Real backend, multi-step workflows

  • Gap-Form — lead-qualification scored assessments for consultants, coaches, and SaaS founders. Build a questionnaire, send it to inbound leads, get them ranked and scored before you ever take the call. Multi-org auth, real database, scoring logic that's not just "sum the points."

  • QuoteMyRoom — a two-sided marketplace for garden-room buyers and suppliers, MyBuilder-style. Homeowners submit a questionnaire describing what they want; verified suppliers bid on the qualified lead. Multi-entity data model (buyers, suppliers, projects, bids), email verification, intentional questionnaire-first UX to filter for serious buyers before signup.

Polished daily products

  • Chessku — a daily chess puzzle in the shape of Wordle. You see only the mobility numbers — how many squares each unseen piece can reach — and you place pieces back on the board to recreate the hidden configuration. Streak tracking, daily seed, multiple board sizes, share-grid in classic Wordle style. Migrated from a single static HTML file (preserved in legacy/ as the behavioural source of truth, regenerated post-migration) with a Vitest test suite covering mobility, generation determinism, and streak logic.

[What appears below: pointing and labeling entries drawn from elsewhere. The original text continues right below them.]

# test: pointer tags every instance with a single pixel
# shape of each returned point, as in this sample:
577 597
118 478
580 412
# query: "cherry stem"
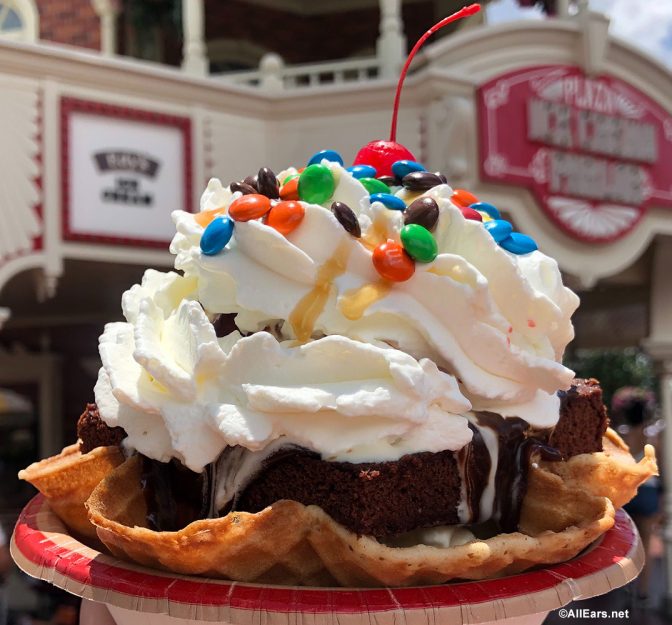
464 12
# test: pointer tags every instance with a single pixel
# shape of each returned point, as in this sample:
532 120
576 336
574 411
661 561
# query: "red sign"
595 152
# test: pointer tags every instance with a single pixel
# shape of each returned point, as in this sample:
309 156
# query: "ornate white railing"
273 74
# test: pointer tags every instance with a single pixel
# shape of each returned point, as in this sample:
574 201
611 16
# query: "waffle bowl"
67 480
127 593
295 544
301 545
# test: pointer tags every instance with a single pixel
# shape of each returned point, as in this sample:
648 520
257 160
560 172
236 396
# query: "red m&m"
392 262
249 207
285 216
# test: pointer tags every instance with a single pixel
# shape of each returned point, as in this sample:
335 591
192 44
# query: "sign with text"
595 152
125 171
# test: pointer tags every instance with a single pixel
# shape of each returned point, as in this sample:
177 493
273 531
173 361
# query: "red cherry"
381 155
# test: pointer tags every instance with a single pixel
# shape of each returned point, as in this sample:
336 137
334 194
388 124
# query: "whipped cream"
179 391
358 369
496 321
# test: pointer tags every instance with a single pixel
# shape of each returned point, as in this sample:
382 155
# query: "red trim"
40 549
70 105
540 198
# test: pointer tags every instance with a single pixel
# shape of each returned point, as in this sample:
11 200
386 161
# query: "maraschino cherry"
382 154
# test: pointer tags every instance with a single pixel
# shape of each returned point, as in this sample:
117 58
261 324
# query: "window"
18 20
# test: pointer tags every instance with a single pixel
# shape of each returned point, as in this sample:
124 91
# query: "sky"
643 23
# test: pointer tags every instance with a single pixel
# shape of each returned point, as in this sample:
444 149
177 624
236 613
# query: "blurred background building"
115 113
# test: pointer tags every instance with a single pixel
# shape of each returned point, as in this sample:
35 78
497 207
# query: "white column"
270 69
666 406
194 58
107 11
562 7
391 43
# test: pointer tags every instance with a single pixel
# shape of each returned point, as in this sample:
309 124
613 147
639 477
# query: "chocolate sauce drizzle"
176 496
516 447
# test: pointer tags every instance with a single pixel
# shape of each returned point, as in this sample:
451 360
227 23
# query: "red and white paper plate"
42 547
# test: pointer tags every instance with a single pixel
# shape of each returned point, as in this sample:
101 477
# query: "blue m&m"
330 155
217 235
499 229
518 243
390 201
487 208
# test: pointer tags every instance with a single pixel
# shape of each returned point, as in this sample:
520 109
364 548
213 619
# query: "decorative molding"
310 7
20 193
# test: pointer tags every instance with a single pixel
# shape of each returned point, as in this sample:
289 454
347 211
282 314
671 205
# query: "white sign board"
126 172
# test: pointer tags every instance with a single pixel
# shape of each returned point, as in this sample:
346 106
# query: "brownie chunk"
94 432
375 499
583 419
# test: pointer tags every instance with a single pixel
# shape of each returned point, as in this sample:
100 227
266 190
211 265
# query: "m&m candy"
285 216
463 198
402 168
250 206
499 229
347 218
423 211
392 262
518 243
316 184
216 235
419 243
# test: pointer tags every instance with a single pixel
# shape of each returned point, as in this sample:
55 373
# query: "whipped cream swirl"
179 391
358 369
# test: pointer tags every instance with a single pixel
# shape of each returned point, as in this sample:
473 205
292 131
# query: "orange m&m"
392 262
249 207
461 197
285 216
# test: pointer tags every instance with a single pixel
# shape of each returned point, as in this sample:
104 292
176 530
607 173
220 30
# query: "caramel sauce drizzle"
310 306
353 303
375 235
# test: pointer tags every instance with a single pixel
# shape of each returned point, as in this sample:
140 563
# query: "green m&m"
419 243
316 184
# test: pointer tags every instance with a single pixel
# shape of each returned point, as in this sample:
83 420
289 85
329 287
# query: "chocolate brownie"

  • Noughtle — a daily puzzle game whose direct ancestor is a puzzle I built on a PlayStation 2 in Yabasic when I was fourteen. I had a PDF of CRT-monitor screenshots of the original source code — Claude OCR'd it back into a working version in 2026. Daily seed, scoring, solver. The full story is over here.

  • TinFade — a tinnitus-focused sound tool. Web Audio API generates white noise, lets you shape the frequency band that matches your specific tinnitus signature, and fades automatically over a configurable duration so you can fall asleep with it on without it running all night. Niche-domain (tinnitus sufferers are a small but underserved audience) and entirely client-side.

Long-tail and single-purpose

  • Fix or Buy New — a decision calculator that takes the cost of a repair, the age of the item, and its condition, and tells you whether it's actually worth fixing or whether you'd be better off replacing it. Sustainability framing — the maths discourages the disposable answer more often than people expect.

  • Slogans AI — what it says on the tin. AI-generated slogans for brands, with a haiku-intro flourish at the top because nothing about the rest of the internet is whimsical anymore.

  • SlimCalories — a long-tail SEO databank of calorie and "sins" values for foods. Worth telling the backstory: the original site was slimmingworldsyns.com (Slimming World's lawyers killed it), then synvalues.com (Slimming World's lawyers killed that too), and the current incarnation uses the homophone "sins" — distinct enough trademark-wise to have survived. Around a thousand monthly active users, run essentially passively.

  • RegexWars — a Codewars for regex challenges, currently a waiting-list landing page. The full game mechanics are still in build. There's a video of me spinning up the first version live if you're curious how a modern stack collapses the boring middle of "I just registered a domain" → "the domain serves a working signup."

Adjacent

  • FortyTech — my consultancy.
  • HowToAutoCAD — my original blog, ~127 AutoCAD tutorials accreted over the better part of fifteen years. Dormant in active terms but still pulls daily organic traffic via long-tail search — a quiet reminder of how long a static blog can keep working for you after you've stopped touching it.
  • Swindon.tech — a local tech-community site I run for the area I live in.

How I work

I came up before AI-assisted coding was a thing, and I've ended up running several agentic systems in parallel as my day-to-day. A lot of what shows up here orbits the tension between caring about code quality and shipping at a pace that wouldn't have been possible five years ago. The YouTube channel is where I most visibly experiment — usually some unhinged regex one-liner, an AI-coding pattern I've stress-tested in production, or a build-in-public moment from whichever product is on the bench that week.